Even with the cost advantages, water transport has taken a dive in recent decades.
“There was a period of growth in the naval industry during the 1970s and 1980s, but since 1990, beginning with the administration of [ex-President Fernando] Collor [de Melo], it’s been in decline,” says Meton Soares, the president of the National Federation of Maritime, Fluvial, Lacustrine and Port Traffic Enterprises (Fenavega) and vice president of the CNT. “The outcome is the almost complete lack of Brazilian ships working in international lanes.”
The abandonment of the Brazilian merchant marine fleet is as serious as the lack of investment in water transport, Soares says.
“We’re not opposed to seeing a foreign presence in the market, but we are against the absence of Brazilian companies in the shaping of water transport policies,” he says.
In the 1970s and 1980s, Brazil shipped as much as 47% of its freight in vessels sailing under the national flag.

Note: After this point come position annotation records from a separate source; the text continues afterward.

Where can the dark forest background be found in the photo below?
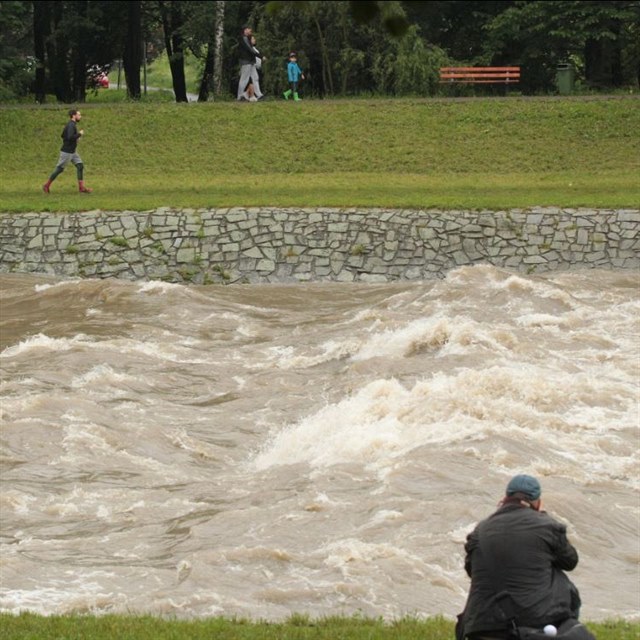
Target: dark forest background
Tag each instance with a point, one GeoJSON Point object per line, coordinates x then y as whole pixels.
{"type": "Point", "coordinates": [50, 47]}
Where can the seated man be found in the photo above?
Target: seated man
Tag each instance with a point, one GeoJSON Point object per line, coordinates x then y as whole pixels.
{"type": "Point", "coordinates": [516, 559]}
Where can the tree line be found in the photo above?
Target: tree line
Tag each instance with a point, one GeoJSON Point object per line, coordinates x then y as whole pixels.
{"type": "Point", "coordinates": [48, 47]}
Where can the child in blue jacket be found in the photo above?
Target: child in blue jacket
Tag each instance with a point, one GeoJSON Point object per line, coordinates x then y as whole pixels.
{"type": "Point", "coordinates": [294, 73]}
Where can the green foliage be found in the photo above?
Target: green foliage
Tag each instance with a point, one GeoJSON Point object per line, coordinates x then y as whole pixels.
{"type": "Point", "coordinates": [497, 152]}
{"type": "Point", "coordinates": [296, 627]}
{"type": "Point", "coordinates": [16, 68]}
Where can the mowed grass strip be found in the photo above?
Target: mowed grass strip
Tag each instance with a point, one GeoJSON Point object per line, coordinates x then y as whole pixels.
{"type": "Point", "coordinates": [297, 627]}
{"type": "Point", "coordinates": [479, 153]}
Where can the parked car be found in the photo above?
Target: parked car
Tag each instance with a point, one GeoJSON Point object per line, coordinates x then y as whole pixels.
{"type": "Point", "coordinates": [98, 77]}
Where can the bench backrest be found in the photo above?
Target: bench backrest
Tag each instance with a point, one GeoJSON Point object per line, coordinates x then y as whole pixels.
{"type": "Point", "coordinates": [480, 75]}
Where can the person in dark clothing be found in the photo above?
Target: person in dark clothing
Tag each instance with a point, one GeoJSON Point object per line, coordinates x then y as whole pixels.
{"type": "Point", "coordinates": [516, 559]}
{"type": "Point", "coordinates": [70, 136]}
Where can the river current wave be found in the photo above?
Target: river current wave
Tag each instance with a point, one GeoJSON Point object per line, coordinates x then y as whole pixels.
{"type": "Point", "coordinates": [321, 448]}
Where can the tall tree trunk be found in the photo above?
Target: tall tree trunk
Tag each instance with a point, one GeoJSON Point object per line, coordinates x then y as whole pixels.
{"type": "Point", "coordinates": [171, 13]}
{"type": "Point", "coordinates": [207, 73]}
{"type": "Point", "coordinates": [80, 55]}
{"type": "Point", "coordinates": [41, 30]}
{"type": "Point", "coordinates": [327, 78]}
{"type": "Point", "coordinates": [57, 52]}
{"type": "Point", "coordinates": [132, 58]}
{"type": "Point", "coordinates": [219, 41]}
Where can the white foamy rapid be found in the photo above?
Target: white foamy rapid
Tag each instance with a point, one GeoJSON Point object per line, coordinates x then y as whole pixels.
{"type": "Point", "coordinates": [323, 449]}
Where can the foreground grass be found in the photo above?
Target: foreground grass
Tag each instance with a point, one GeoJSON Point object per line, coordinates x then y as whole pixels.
{"type": "Point", "coordinates": [75, 627]}
{"type": "Point", "coordinates": [493, 153]}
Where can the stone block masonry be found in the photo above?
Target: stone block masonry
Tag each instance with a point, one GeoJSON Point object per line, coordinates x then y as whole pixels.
{"type": "Point", "coordinates": [273, 245]}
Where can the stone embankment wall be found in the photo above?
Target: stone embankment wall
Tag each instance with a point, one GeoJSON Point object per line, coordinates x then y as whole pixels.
{"type": "Point", "coordinates": [294, 245]}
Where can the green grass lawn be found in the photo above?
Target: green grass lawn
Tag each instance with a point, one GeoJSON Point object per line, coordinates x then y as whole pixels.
{"type": "Point", "coordinates": [413, 153]}
{"type": "Point", "coordinates": [298, 627]}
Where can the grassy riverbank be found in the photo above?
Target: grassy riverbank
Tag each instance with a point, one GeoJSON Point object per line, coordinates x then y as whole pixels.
{"type": "Point", "coordinates": [295, 628]}
{"type": "Point", "coordinates": [417, 153]}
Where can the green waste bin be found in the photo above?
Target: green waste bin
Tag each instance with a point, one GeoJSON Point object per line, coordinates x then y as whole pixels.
{"type": "Point", "coordinates": [565, 77]}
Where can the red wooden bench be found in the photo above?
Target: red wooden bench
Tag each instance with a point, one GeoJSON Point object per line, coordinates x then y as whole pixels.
{"type": "Point", "coordinates": [480, 75]}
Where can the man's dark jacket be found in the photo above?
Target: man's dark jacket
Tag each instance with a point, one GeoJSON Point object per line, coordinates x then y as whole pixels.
{"type": "Point", "coordinates": [70, 137]}
{"type": "Point", "coordinates": [524, 552]}
{"type": "Point", "coordinates": [247, 53]}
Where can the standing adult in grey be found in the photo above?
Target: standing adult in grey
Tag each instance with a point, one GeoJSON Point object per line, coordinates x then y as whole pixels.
{"type": "Point", "coordinates": [247, 55]}
{"type": "Point", "coordinates": [70, 136]}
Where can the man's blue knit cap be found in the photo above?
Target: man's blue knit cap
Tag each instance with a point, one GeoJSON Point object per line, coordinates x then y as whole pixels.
{"type": "Point", "coordinates": [524, 484]}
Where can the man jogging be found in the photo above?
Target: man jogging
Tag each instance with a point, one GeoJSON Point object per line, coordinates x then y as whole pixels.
{"type": "Point", "coordinates": [68, 153]}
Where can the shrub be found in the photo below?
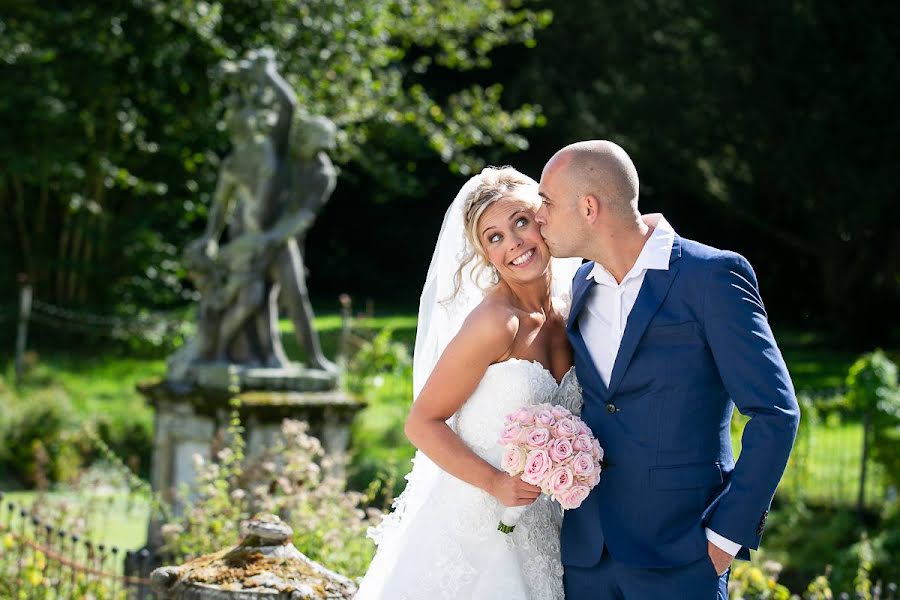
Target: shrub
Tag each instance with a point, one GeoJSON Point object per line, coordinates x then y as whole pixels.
{"type": "Point", "coordinates": [756, 581]}
{"type": "Point", "coordinates": [381, 372]}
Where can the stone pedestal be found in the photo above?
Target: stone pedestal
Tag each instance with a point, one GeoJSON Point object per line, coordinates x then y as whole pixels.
{"type": "Point", "coordinates": [264, 566]}
{"type": "Point", "coordinates": [188, 417]}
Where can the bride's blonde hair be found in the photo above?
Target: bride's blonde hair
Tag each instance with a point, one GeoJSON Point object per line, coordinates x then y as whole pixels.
{"type": "Point", "coordinates": [495, 184]}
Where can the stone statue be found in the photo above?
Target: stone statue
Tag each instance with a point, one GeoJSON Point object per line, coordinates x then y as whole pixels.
{"type": "Point", "coordinates": [270, 188]}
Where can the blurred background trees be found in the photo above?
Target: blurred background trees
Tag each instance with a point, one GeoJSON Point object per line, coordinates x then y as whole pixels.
{"type": "Point", "coordinates": [764, 128]}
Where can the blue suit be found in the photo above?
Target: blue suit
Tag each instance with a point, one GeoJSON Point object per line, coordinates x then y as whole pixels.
{"type": "Point", "coordinates": [696, 343]}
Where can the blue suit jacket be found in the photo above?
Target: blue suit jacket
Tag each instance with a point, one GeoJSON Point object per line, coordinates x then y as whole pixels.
{"type": "Point", "coordinates": [696, 343]}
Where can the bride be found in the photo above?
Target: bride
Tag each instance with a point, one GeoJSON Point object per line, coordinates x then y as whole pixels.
{"type": "Point", "coordinates": [491, 338]}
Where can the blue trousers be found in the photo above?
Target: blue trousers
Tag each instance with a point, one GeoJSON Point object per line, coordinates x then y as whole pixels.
{"type": "Point", "coordinates": [611, 580]}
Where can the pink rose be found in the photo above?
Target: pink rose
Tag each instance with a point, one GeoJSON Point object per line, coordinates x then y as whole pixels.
{"type": "Point", "coordinates": [574, 496]}
{"type": "Point", "coordinates": [544, 417]}
{"type": "Point", "coordinates": [582, 443]}
{"type": "Point", "coordinates": [510, 434]}
{"type": "Point", "coordinates": [596, 450]}
{"type": "Point", "coordinates": [513, 460]}
{"type": "Point", "coordinates": [566, 428]}
{"type": "Point", "coordinates": [523, 416]}
{"type": "Point", "coordinates": [583, 465]}
{"type": "Point", "coordinates": [537, 464]}
{"type": "Point", "coordinates": [560, 450]}
{"type": "Point", "coordinates": [537, 437]}
{"type": "Point", "coordinates": [560, 412]}
{"type": "Point", "coordinates": [560, 480]}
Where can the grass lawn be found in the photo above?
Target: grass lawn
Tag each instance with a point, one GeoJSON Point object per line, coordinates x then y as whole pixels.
{"type": "Point", "coordinates": [103, 386]}
{"type": "Point", "coordinates": [111, 518]}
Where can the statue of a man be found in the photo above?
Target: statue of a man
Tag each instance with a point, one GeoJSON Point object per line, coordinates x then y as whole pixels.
{"type": "Point", "coordinates": [270, 187]}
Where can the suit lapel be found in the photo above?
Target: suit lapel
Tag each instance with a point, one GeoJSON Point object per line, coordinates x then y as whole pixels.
{"type": "Point", "coordinates": [581, 288]}
{"type": "Point", "coordinates": [580, 293]}
{"type": "Point", "coordinates": [650, 298]}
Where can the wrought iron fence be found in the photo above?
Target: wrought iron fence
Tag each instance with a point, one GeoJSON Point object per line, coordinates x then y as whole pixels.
{"type": "Point", "coordinates": [41, 561]}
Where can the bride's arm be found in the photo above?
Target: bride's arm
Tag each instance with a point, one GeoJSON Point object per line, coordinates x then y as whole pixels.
{"type": "Point", "coordinates": [485, 337]}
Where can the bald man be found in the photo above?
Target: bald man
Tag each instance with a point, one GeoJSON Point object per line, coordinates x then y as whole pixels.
{"type": "Point", "coordinates": [669, 335]}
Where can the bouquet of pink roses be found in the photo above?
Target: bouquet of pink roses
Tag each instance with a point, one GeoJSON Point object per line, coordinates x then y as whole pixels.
{"type": "Point", "coordinates": [553, 449]}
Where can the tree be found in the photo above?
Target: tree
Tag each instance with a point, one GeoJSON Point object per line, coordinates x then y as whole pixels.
{"type": "Point", "coordinates": [768, 122]}
{"type": "Point", "coordinates": [112, 109]}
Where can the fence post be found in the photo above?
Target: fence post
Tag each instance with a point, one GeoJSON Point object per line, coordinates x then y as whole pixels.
{"type": "Point", "coordinates": [22, 329]}
{"type": "Point", "coordinates": [346, 325]}
{"type": "Point", "coordinates": [861, 498]}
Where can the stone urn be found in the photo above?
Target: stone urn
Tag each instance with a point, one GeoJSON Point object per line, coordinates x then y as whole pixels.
{"type": "Point", "coordinates": [264, 566]}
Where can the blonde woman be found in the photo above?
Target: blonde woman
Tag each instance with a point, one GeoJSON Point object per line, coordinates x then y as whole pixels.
{"type": "Point", "coordinates": [491, 338]}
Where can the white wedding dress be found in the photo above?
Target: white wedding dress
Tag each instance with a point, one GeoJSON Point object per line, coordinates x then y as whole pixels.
{"type": "Point", "coordinates": [441, 541]}
{"type": "Point", "coordinates": [450, 548]}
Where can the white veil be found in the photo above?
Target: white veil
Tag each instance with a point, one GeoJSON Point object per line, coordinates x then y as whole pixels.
{"type": "Point", "coordinates": [441, 314]}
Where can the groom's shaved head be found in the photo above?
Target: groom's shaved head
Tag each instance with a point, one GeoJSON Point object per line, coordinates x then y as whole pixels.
{"type": "Point", "coordinates": [602, 169]}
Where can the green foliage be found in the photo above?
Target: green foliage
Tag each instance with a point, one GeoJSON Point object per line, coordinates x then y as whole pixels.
{"type": "Point", "coordinates": [381, 372]}
{"type": "Point", "coordinates": [734, 113]}
{"type": "Point", "coordinates": [113, 118]}
{"type": "Point", "coordinates": [37, 441]}
{"type": "Point", "coordinates": [873, 389]}
{"type": "Point", "coordinates": [96, 391]}
{"type": "Point", "coordinates": [752, 581]}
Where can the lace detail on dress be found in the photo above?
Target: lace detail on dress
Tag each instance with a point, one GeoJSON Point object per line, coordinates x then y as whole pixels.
{"type": "Point", "coordinates": [447, 545]}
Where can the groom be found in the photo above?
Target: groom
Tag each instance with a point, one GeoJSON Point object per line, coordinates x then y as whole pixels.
{"type": "Point", "coordinates": [668, 335]}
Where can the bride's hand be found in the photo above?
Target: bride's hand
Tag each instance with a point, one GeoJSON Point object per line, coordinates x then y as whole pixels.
{"type": "Point", "coordinates": [512, 491]}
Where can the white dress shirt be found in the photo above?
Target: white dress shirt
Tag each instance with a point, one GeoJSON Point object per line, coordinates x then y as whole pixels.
{"type": "Point", "coordinates": [604, 316]}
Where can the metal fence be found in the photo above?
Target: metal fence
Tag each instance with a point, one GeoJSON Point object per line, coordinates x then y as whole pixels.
{"type": "Point", "coordinates": [41, 561]}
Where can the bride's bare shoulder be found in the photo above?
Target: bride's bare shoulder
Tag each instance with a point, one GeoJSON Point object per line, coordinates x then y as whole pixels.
{"type": "Point", "coordinates": [494, 317]}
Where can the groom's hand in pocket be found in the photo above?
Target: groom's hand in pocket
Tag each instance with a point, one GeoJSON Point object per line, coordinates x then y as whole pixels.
{"type": "Point", "coordinates": [512, 491]}
{"type": "Point", "coordinates": [721, 560]}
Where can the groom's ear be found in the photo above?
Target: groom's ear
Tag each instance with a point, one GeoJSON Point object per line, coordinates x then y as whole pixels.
{"type": "Point", "coordinates": [590, 208]}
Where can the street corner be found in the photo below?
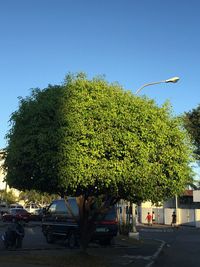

Now, the figure is less than 1%, according to Fenavega.
Integrated transport is the solution
Integrated transport – complementary utilization of highways, railways and waterways – is the ideal solution for a country of continental proportions, such as Brazil, Fenavega says.
“What’s currently holding up progress the water transport sector is the bureaucracy involved in its expansion,” says Paulo Caleffi, general secretary of the Interamerican Chamber of Transport (CIT).
Water usage is controlled by two national agencies – ANTAQ and the National Water Agency (ANA).
“When it comes to the rivers, priority is given to building hydroelectric plants, without any thought to making provisions for water transport,” Caleffi says. “This winds up invalidating the country’s most economically viable mode of transport.”
Success stories from the water transport sector should be taken into consideration, Caleffi says.
One of the successful initiatives is the transport of more than 3 million tons of grain annually between Porto Velho-Itacoatiara and Santarém, in northern Brazil, which reduces highway traffic to Paraná state’s Paranaguá port and São Paulo state’s Santos port.
Improvements stimulate investments
The main obstacle facing the water transport sector is adequate dredging, analysts say.
“The terminals aren’t prepared for today’s needs. There are practically no investments being made,” says Ático Scherer, the operational director of Navegação Aliança, part of the Trevisa group, which has a fleet of 16 vessels sailing out of Rio Grande do Sul state.
Another cause for concern is the lack of qualified labor, Scherer says.
“Some deals don’t get done because it’s impossible to access the port,” Scherer says. “There are a series of problems facing the water transport sector.”
The lack of opportunities also led to the abandonment of passenger service along the rivers connecting Porto Alegre and Guaíba, in Rio Grande do Sul.
After 50 years without service, the 15-km stretch (9.3 miles) will be covered by Catsul, a company from Ouro e Prata business group.
Ouro e Prata works with a company called Tapajós in northern Brazil, transporting roughly 250,000 passengers annually in Pará state, between the city of Santarém and neighboring cities. The number of passengers is 10 times larger today than in 2007, when it had just two vessels.
Now, it has six vessels.
The reason for growth? Investments.
“It’s the only means of transportation in that area, that’s why it’s so strong,” points out Carlos August Bernaud, Catsul operational director. “We decided to make the necessary investments and we came in with modern, fast equipment.”
The medium-term outlook for the Porto Alegre-Guaíba line is 2,000 passengers daily. Each trip is expected to cost between R$6 (US$3.60) and R$7 (US$4.20).
Yet the main selling point will be the time it takes to make the trip along the Guaíba River: 20 minutes, compared with more than an hour during rush hour on land.
Nelza Oliveira contributed from Rio de Janeiro.